Well, one that others easily understand, of course!

The following tips will help ensure other investigators can understand your protocol:

  • Give step-by-step instructions to avoid lengthy blurbs of text.
  • Break methods into easy-to-follow sections and introduce relevant headings.
  • For experimental procedures requiring multiple protocols, create separate protocols and combine them into a collection.
    • These separate protocols can then be reused to support other datasets.
  • Indicate the chronology of steps and methods.
  • Emphasize the key steps created in the protocol.
  • Add applicable warnings, tips, and safety information.
  • Provide additional links to manuscripts when applicable.
  • A picture is worth a thousand words. Add photos, graphics, and movies when possible.

Can I use the methods section in my published manuscript as a protocol?

No, materials and methods sections from published manuscripts or IRB applications cannot be accepted. A DOI or link to the published detailed protocol itself must be provided.

What if I published a protocol on another protocol platform?

While Protocols.io is preferred, we do accept protocols published through the following platforms as well:

  • Bio-protocol
  • BioTechniques
  • Current Protocols
  • Journal of Visualized Experiments (JoVE)
  • MethodsX
  • Nature Protocols
  • Springer Nature Experiments
  • STAR Protocols

What if my dataset is embargoed, and I do not want to make my protocol public until the dataset is published?

Protocols for embargoed datasets can be temporarily kept private. You can create them in your private folder in your dedicated SPARC or RE-JOIN workspace. Just be sure they are published a week before the embargo ends.

Publishing data will make them findable and available for anyone within and outside the SPARC or RE-JOIN workspace communities.

How do I edit a protocol with an assigned DOI in Protocols.io?

To edit a protocol with assigned DOI, please:

  • Log in to protocols.io and select the protocol you wish to edit.
  • Click the COPY / FORK button to the right of the protocol title.
  • Follow the prompts.
  • Edit the protocol.
  • Before you publish the new version, email the shareable link to the curation team ([email protected]).
  • After the curation review, follow the steps described in Step 5.

How do I create a collection of protocols in Protocols.io?

Many experimental procedures will require multiple protocols.
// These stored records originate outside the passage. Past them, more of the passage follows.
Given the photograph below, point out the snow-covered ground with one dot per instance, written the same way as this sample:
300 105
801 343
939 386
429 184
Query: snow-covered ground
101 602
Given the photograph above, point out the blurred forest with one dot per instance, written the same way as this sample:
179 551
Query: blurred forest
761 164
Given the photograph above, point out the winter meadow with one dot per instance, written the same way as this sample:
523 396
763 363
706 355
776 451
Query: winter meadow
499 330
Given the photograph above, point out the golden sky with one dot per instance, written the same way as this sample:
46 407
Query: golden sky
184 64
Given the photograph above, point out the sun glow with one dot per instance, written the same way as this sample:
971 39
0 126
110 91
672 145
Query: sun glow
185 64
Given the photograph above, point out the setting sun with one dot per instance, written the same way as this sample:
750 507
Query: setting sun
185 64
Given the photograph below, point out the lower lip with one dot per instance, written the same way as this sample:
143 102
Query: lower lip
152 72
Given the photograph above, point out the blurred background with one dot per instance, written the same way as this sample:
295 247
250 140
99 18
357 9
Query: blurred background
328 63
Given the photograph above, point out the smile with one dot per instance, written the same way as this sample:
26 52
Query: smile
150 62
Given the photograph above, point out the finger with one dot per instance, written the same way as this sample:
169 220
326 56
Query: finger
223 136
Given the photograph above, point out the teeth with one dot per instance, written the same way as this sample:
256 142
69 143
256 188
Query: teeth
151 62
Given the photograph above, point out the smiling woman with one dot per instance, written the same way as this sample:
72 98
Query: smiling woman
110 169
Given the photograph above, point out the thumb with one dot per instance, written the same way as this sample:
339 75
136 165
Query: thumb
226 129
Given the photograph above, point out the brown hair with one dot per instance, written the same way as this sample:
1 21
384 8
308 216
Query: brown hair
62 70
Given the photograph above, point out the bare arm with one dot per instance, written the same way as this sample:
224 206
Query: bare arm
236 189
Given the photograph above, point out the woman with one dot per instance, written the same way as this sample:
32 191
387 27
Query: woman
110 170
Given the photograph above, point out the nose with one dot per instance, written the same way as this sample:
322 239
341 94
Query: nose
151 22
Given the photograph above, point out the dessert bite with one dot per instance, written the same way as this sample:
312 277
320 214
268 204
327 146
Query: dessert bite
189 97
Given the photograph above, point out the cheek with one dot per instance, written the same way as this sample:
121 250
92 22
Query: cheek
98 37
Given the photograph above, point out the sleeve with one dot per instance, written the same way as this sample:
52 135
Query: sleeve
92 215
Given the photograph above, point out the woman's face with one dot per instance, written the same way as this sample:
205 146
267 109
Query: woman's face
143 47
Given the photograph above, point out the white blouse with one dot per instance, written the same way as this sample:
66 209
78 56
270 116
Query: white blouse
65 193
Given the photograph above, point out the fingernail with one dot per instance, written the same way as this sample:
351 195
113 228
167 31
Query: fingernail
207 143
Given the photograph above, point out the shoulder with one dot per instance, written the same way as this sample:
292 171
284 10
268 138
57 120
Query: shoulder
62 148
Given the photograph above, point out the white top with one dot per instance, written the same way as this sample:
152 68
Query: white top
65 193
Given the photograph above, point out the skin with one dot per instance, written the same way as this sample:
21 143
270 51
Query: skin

In this case, you can create separate protocols, then combine them into a collection. Each protocol in the collection will receive its own DOI (so they can be used to support other datasets), and the complete collection itself will receive its own DOI.

To create a collection:

  1. Create separate protocols following the steps described in Step 2: Create a New Protocol.
  2. Once all protocols are created click the “NEW +” button in the upper-right corner of the screen.
  3. Choose “New Collection” from the drop-down menu, then click “Create”.
  4. Add a descriptive title for your collection.
    1. Avoid abbreviations of anatomical regions and techniques.
    2. Do not include the lab name or grant number.
    3. Include information about the technique used, species, and purpose.
  5. Click on the slider to select “Search your files”.
  6. Type the name of a protocol you wish to add to the collection, then select it from the list.
  7. Repeat steps 5 & 6 until all protocols have been entered.
  8. Add Description, Guidelines & Warnings, and Material Sections as described in Step 2: Create a New Protocol.